Reverse mortgages are typically are for people who want all the equity out and don’t care about passing the house on to their kids or next of kin. If you just want “some” of the money for an investment, consider a Home Equity Line of Credit (HELOC) or even a standard Home Equity Loan. Want to know the difference? Check the video and blog from BankRate below.
Are You Truly Out of Options?
Reverse mortgages have actually been around for quite a while. However, you stopped by AssetRover because you want to do something smart with your money! Likely, you are going to invest that money into real estate to get passive income, tax benefits, and a physical investment that you can pass to your children when you leave this world.
Is it a good idea to use a Reverse Mortgage for investment property cash? Click To Tweet You might have already tried the bank route via a traditional mortgage, HELOC, and Home Equity Loan and things just didn’t work out. They see your financial situation or credit situation and don’t see how you are going to pay that monthly fee. Reverse mortgages have fairly minimum requirements since they get your home if things go sour.
There Are Many Ways to Pull Equity Out of Your Property
In conclusion, no matter which alternative you look at, you have a physical piece of real estate that has equity in it. Your home is likely worth a substantial amount of money if you financed the property decades ago. A bank may agree to put a lien on your property again. Keep in mind, a lien does need to be paid off and with that, you will have a house payment again.
Sometimes a solution to an immediate problem is attractive, but in the long run, it may be detrimental to your financial success. A reverse mortgage could be a great way to get extra money to help you enjoy your life and still keep your house. If real estate investing is your interest, you may be better off looking at more traditional methods rather than a reverse mortgage for investment cash. Whatever you do, look at the long-term consequences of your decisions.
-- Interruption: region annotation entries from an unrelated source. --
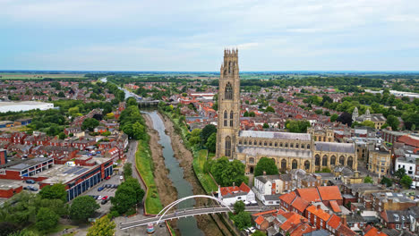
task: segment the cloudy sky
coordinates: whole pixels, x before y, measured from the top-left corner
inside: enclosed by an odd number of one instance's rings
[[[419,71],[417,0],[0,0],[0,70]]]

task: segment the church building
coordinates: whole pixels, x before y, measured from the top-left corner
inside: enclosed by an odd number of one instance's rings
[[[320,139],[320,134],[312,136],[312,131],[241,131],[237,49],[224,51],[218,89],[217,158],[227,156],[240,160],[246,165],[246,173],[253,173],[261,157],[272,158],[282,172],[303,169],[314,173],[336,165],[357,169],[355,144],[334,142],[329,132]]]

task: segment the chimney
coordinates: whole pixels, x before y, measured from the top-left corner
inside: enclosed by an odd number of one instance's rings
[[[347,223],[346,223],[346,215],[342,215],[342,224],[347,225]]]

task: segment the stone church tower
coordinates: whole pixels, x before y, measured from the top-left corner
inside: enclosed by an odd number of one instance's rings
[[[224,50],[218,86],[217,158],[235,157],[240,127],[240,79],[238,50]]]

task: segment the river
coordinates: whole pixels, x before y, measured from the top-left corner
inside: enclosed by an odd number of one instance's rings
[[[193,190],[184,176],[184,169],[179,165],[179,162],[175,158],[170,137],[165,132],[166,128],[163,121],[156,111],[144,112],[149,114],[153,121],[153,128],[158,132],[160,138],[158,143],[163,147],[163,156],[165,158],[166,168],[169,170],[168,178],[172,181],[173,186],[177,190],[177,198],[193,195]],[[188,199],[177,206],[178,209],[193,207],[195,201]],[[198,228],[194,217],[182,218],[176,223],[182,235],[204,235]]]

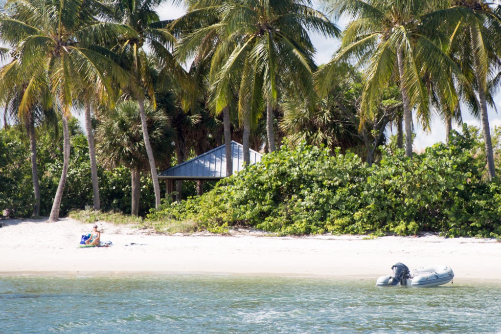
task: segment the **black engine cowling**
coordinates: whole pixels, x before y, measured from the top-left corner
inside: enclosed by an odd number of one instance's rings
[[[399,281],[401,285],[405,285],[407,283],[407,279],[410,278],[409,268],[399,262],[394,264],[391,268],[393,269],[393,277],[396,278],[394,280]]]

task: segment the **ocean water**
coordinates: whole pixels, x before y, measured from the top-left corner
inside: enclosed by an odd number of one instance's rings
[[[501,284],[0,276],[2,333],[501,333]]]

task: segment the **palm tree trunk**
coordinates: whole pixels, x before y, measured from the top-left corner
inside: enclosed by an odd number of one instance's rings
[[[273,107],[269,101],[266,104],[266,134],[268,137],[268,151],[275,152],[277,147],[273,131]]]
[[[250,113],[247,111],[243,116],[243,133],[242,135],[242,145],[243,146],[243,166],[250,164]]]
[[[404,148],[404,134],[402,128],[402,117],[399,115],[397,116],[397,147]]]
[[[203,180],[196,180],[196,194],[198,196],[203,194]]]
[[[489,126],[489,118],[487,114],[487,103],[485,101],[485,92],[481,88],[480,80],[476,75],[477,84],[478,85],[478,99],[480,100],[480,114],[482,120],[482,131],[483,133],[483,142],[487,158],[487,168],[489,172],[489,179],[492,180],[496,176],[494,166],[494,153],[492,152],[492,143],[490,139],[490,128]]]
[[[222,110],[222,123],[224,132],[224,153],[226,155],[226,176],[233,174],[233,155],[231,154],[231,129],[229,120],[229,107]]]
[[[63,170],[61,171],[61,177],[59,179],[59,184],[54,196],[54,201],[52,203],[52,209],[51,210],[51,215],[48,221],[57,221],[59,219],[59,211],[61,210],[61,201],[63,199],[63,193],[64,192],[64,186],[66,183],[66,177],[68,176],[68,170],[70,165],[70,129],[68,126],[68,117],[63,116]]]
[[[176,159],[177,164],[179,165],[184,161],[186,156],[186,145],[185,138],[179,133],[178,133],[176,141]],[[176,180],[176,201],[179,201],[182,198],[183,181],[182,180]]]
[[[35,121],[30,113],[27,124],[30,137],[30,150],[31,152],[32,178],[33,180],[33,191],[35,193],[35,203],[33,204],[33,215],[40,215],[40,184],[38,179],[38,165],[37,164],[37,138],[35,133]]]
[[[141,190],[141,173],[137,168],[133,168],[130,171],[131,186],[132,192],[131,197],[132,199],[130,213],[134,216],[139,214],[139,196]]]
[[[139,104],[139,114],[141,115],[141,126],[143,129],[143,138],[144,140],[144,147],[146,149],[148,160],[150,163],[150,170],[151,172],[151,179],[153,182],[153,189],[155,191],[155,207],[160,206],[162,197],[160,193],[160,184],[158,183],[158,174],[157,174],[156,165],[153,157],[153,151],[150,143],[150,136],[148,133],[148,124],[146,123],[146,115],[144,112],[144,101],[142,97],[138,99]]]
[[[7,130],[9,126],[7,125],[7,113],[9,109],[9,105],[5,106],[5,111],[4,112],[4,129]]]
[[[94,199],[94,210],[101,210],[101,201],[99,199],[99,180],[97,176],[97,163],[96,162],[96,146],[94,145],[94,132],[91,123],[91,103],[85,102],[85,130],[87,134],[87,143],[89,144],[89,155],[91,160],[91,176],[92,179],[92,197]]]
[[[446,113],[448,112],[445,112]],[[450,136],[450,130],[452,129],[452,116],[450,115],[445,115],[445,143],[449,144],[449,136]]]
[[[470,28],[470,36],[471,45],[478,45],[478,36],[475,34]],[[482,120],[482,131],[483,133],[483,143],[485,148],[485,156],[487,158],[487,168],[489,172],[489,179],[492,180],[495,177],[495,169],[494,166],[494,153],[492,152],[492,143],[490,139],[490,128],[489,126],[489,118],[487,115],[487,103],[485,98],[485,91],[487,90],[486,79],[481,78],[480,74],[480,62],[473,51],[473,61],[475,66],[475,78],[478,87],[478,100],[480,102],[480,115]]]
[[[407,88],[404,84],[403,52],[399,46],[397,49],[397,62],[400,79],[400,91],[403,102],[404,124],[405,126],[405,155],[412,157],[412,114],[411,112]]]

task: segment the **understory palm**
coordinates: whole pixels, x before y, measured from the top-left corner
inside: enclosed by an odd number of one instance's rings
[[[94,0],[10,0],[9,16],[0,20],[2,40],[11,46],[19,60],[18,82],[32,78],[23,92],[20,112],[27,112],[39,101],[35,94],[48,86],[53,102],[61,113],[64,162],[59,184],[49,217],[59,216],[69,164],[68,119],[78,94],[94,86],[112,90],[111,80],[126,82],[126,75],[110,59],[96,51],[119,36],[130,35],[126,27],[100,22],[95,18],[101,8]]]
[[[170,48],[175,39],[165,29],[169,22],[160,21],[158,14],[155,11],[160,3],[160,0],[138,0],[134,2],[115,0],[111,2],[111,12],[109,13],[114,21],[126,25],[137,34],[136,37],[125,38],[119,41],[116,51],[119,54],[122,65],[130,69],[132,75],[142,88],[140,91],[136,91],[132,94],[139,105],[145,147],[155,191],[156,207],[160,205],[161,196],[156,165],[148,133],[144,107],[145,93],[152,100],[154,107],[156,103],[153,83],[151,82],[151,78],[148,75],[148,72],[146,71],[145,63],[147,57],[143,47],[146,45],[149,47],[151,52],[158,60],[164,71],[175,69],[182,72],[178,67],[174,65],[170,53]]]
[[[161,111],[145,104],[145,114],[155,158],[165,158],[171,154],[172,131],[169,120]],[[131,171],[132,203],[131,213],[137,215],[139,208],[140,172],[148,164],[143,138],[139,105],[125,101],[113,110],[103,113],[102,123],[96,130],[99,160],[107,168],[125,166]]]

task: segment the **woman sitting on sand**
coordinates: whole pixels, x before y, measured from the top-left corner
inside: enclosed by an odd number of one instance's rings
[[[101,232],[97,230],[97,225],[94,224],[94,229],[91,232],[91,237],[85,241],[86,245],[101,245]]]

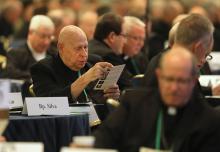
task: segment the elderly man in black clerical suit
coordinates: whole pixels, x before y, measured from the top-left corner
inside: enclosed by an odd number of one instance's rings
[[[173,29],[174,28],[174,29]],[[174,43],[172,48],[185,47],[192,52],[198,60],[197,66],[200,69],[200,74],[207,73],[206,61],[211,59],[210,53],[213,47],[213,32],[214,27],[211,21],[199,14],[190,14],[182,19],[179,23],[176,23],[172,28],[174,32]],[[147,66],[145,72],[143,84],[146,87],[154,87],[157,84],[155,69],[158,66],[160,54],[156,55]],[[200,91],[204,95],[219,95],[220,86],[215,87],[200,87],[197,85]]]
[[[93,89],[95,80],[102,78],[107,68],[113,65],[98,62],[91,67],[87,62],[87,38],[80,28],[64,27],[59,34],[58,49],[56,56],[43,59],[31,68],[37,96],[67,96],[69,103],[93,101],[105,104],[106,98],[118,99],[117,84],[104,91]]]
[[[138,152],[219,152],[219,113],[196,95],[196,60],[185,48],[162,55],[158,89],[130,90],[95,132],[95,147]]]
[[[125,43],[123,18],[114,13],[106,13],[98,20],[94,39],[89,41],[89,53],[100,55],[113,65],[125,64],[121,57]],[[118,85],[121,90],[132,86],[132,74],[125,66]]]
[[[5,75],[11,79],[29,81],[30,68],[37,61],[55,52],[49,50],[54,34],[54,23],[45,15],[32,17],[27,41],[17,48],[11,48],[7,54]]]

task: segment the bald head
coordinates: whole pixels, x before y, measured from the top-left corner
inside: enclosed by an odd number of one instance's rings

Please remember, reverse mortgages, lines of credit, and other financing can be complex. Decisions like these, usually life changing MAJOR decisions should never be made based on reading one blog post on the internet. PLEASE consult with your financial advisor, lender, attorney, and other trusted members of your network to make sure your decisions really meet your financial and life goals! You can also talk to a reverse mortgage counselor. HUD-approved housing counselors can be found at HUD’s counselor search page or calling HUD’s housing counselor referral line (1-800-569-4287).